This Spotlight on Social Commerce series is brought to you by Bazaarvoice, bringing the power of social commerce to the world’s best brands. Once a month, this blog will focus on the tactics, best practices and trends on the intersection of social media and commerce.
There was a time when department stores were at the cutting edge of retail. They integrated services and pioneered mail-order catalogs. Their role in the economy changed during the 20th century — first with the rise of suburban malls and then with the advent of online shopping. But there’s no reason department stores couldn’t lead the way again with the rise of social commerce.
Normally, this series looks a single leading company’s practices in the social commerce space. But in this case, I think there’s value in comparing the different ways department stores have approached the challenge of social commerce. For simplicity’s sake, I’ll just be looking at traditional department stores. Discount department stores, outlet stores and warehouse clubs will have to wait for posts of their own.
J.C. Penney made headlines last December by linking its catalog to its Facebook page. The move was unusual in two respects. First, it’s a full retail experience that allows purchases to be made without leaving the social network. Most brands selling products through Facebook offer a limited selection or push you through to another website when the time comes to make a purchase. Secondly, many of the brands using Facebook as a sales platform are primarily online retailers, whereas J.C. Penney has more than 1,100 physical stores. There are plenty of exceptions to one rule or the other, but few brands defy both conventions.
It’s not a perfect social shopping application. J.C. Penney requires users to like the brand before they can view the store. The practice, sometimes called “like-gating,” isn’t inherently a bad idea. But if a brand is going to require users to make that connection, it should use that connection to provide value to the customer. At the moment, there’s no sign of personalization. The only social feature in the store in the ability to share an item with your friends. I might find that useful if I were trying to decide between two ties, for example, but there’s still a lot more the brand could be doing to bring “social” into its social commerce efforts.
Sears is frustrating because it has every element of a great social shopping experience, but it chooses to split that experience among several channels. It has brand engagement on its Facebook page, product reviews and community engagement on its MySears.com site and online shopping on its main page. The experiences aren’t integrated, so they all feel like one-third of the puzzle. Granted, it only takes one click to get from reviewing that lawnmower to buying it — but in a post-Amazon.com world, that’s not a click anyone should have to make.
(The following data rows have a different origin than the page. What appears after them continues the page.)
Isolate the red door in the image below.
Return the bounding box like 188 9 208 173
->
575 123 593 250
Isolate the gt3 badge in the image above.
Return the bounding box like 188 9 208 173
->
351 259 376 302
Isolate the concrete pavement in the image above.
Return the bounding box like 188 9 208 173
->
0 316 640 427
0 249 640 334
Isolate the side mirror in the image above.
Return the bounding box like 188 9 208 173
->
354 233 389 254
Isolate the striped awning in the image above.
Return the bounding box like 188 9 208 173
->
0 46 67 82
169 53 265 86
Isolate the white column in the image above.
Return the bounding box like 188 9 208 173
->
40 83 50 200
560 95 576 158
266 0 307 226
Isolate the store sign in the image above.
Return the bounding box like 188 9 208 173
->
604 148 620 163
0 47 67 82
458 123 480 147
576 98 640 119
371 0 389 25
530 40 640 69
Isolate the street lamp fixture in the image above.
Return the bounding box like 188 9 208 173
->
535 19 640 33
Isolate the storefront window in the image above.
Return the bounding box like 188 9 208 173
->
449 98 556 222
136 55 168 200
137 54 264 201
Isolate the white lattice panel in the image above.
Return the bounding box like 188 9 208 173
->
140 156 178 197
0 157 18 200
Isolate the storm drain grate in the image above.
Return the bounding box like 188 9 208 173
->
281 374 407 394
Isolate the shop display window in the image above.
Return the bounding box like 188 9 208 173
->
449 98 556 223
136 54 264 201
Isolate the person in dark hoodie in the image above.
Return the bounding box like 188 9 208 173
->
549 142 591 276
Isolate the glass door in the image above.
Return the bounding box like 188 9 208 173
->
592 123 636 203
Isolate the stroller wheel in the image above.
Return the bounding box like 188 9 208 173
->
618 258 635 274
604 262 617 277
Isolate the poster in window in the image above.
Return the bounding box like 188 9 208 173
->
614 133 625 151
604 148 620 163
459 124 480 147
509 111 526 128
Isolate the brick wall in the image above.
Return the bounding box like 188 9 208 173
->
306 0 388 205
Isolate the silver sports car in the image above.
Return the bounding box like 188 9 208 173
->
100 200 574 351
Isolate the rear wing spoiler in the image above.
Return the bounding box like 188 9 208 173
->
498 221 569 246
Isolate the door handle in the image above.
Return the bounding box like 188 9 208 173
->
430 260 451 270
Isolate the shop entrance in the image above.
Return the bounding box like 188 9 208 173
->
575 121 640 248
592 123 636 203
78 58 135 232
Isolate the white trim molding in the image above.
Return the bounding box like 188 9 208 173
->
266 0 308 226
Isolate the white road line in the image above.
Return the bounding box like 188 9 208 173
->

Macy’s has opted to integrate product reviews on Facebook, but not direct online shopping. You’ll still need to click through to the store’s website if you want to buy that china set you’ve been reading reviews about. The comments I made about Sears apply here, though having a barrier between your social presence and your traditional website is more common than having a barrier between two halves of your website.
Dillard’s is much more conventional. You can’t buy anything directly from its page. You can engage with the brand and, if you feel inspired to check out their wears, you can click a “Shop Now” tag that offers you a choice of departments, than redirects to the appropriate page on the brand’s main website. That’s about a bare-bones as social commerce gets — I almost hesitate to use the term. But it’s worth mentioning because I think it sets a reasonable floor for online retailers. Even if your brand doesn’t have a huge Facebook presence or the money to develop a full social shopping app, you can still help fans who find you on Facebook migrate to your e-commerce site with minimal fuss.
How else can department stores innovate in the social commerce space?